Trudeau and Finance Minister Chrystia Freeland have defended the central bank's independence and attributed surging prices to global supply chain woes and the unexpected war in Europe.

"Nobody gets everything right," said a senior government source. "But what (the Bank of Canada) didn't get right was that (Vladimir) Putin was going to invade Ukraine."

Economists agree the war in Ukraine complicated the situation and drove inflation sharply higher, though it was already becoming persistent before the invasion. Complicating the situation, the central bank is now raising rates even as the federal government continues to unroll stimulus.

Freeland's office defends that choice, saying this year's budget is on "a path of swift fiscal tightening - particularly by the standards of our peers," a ministry spokeswoman said.

With markets betting on a 75-basis-point increase in July, economists say the aggressive tightening risks undermining the bank's credibility with a public promised cheap money but now facing surging debt servicing costs.

Canada's once red hot housing market is already showing cracks from higher interest rates, with sales plunging and prices falling off February's peak.

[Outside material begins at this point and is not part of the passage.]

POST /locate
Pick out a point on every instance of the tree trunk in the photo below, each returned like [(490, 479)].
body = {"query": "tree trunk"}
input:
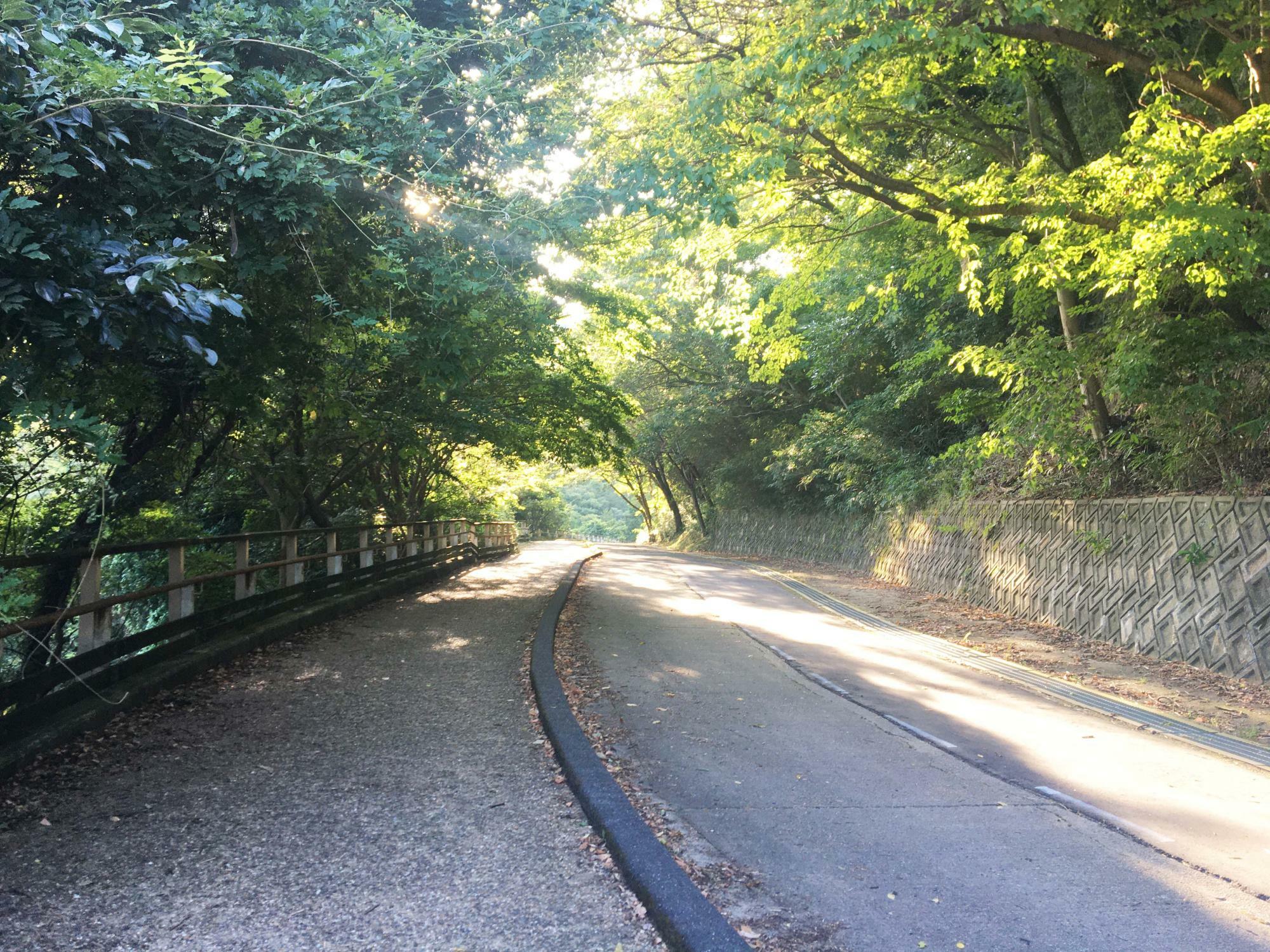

And the higher rates don't seem to be helping slow runaway prices, said Ottawa resident David Strva, adding he wasn't sure he trusted the Bank of Canada to get inflation back to target.

"If they're only increasing interest rates and that's the main control they have, I'm not sure how much that'll do," he said with a shrug. "Inflation is still going up."

One way to win back public trust is to release minutes of central bank meetings, said Derek Holt, vice president of capital markets economics at Scotiabank.

"The Bank of Canada says that it is consensus-driven, so if that's really true in reality, then they should have absolutely no problem disclosing how this consensus was achieved," he said.

For its part, the Bank of Canada says the fact it takes decisions by consensus is exactly why it does not need formal minutes, and that its quarterly monetary policy report statements "bring transparency to the deliberations."

Rogers said the bank does its best to "lay out the different perspectives" in its speeches and statements.

But so far, it is doing little to quell critics. Poilievre, a populist and Bitcoin enthusiast, continues to drive the narrative across social media, with tweets and Facebook posts that get thousands of likes from his half million followers.

"They did what Trudeau told them: print money for deficits, causing runaway inflation & a dangerous housing bubble," he wrote in a tweet earlier this month.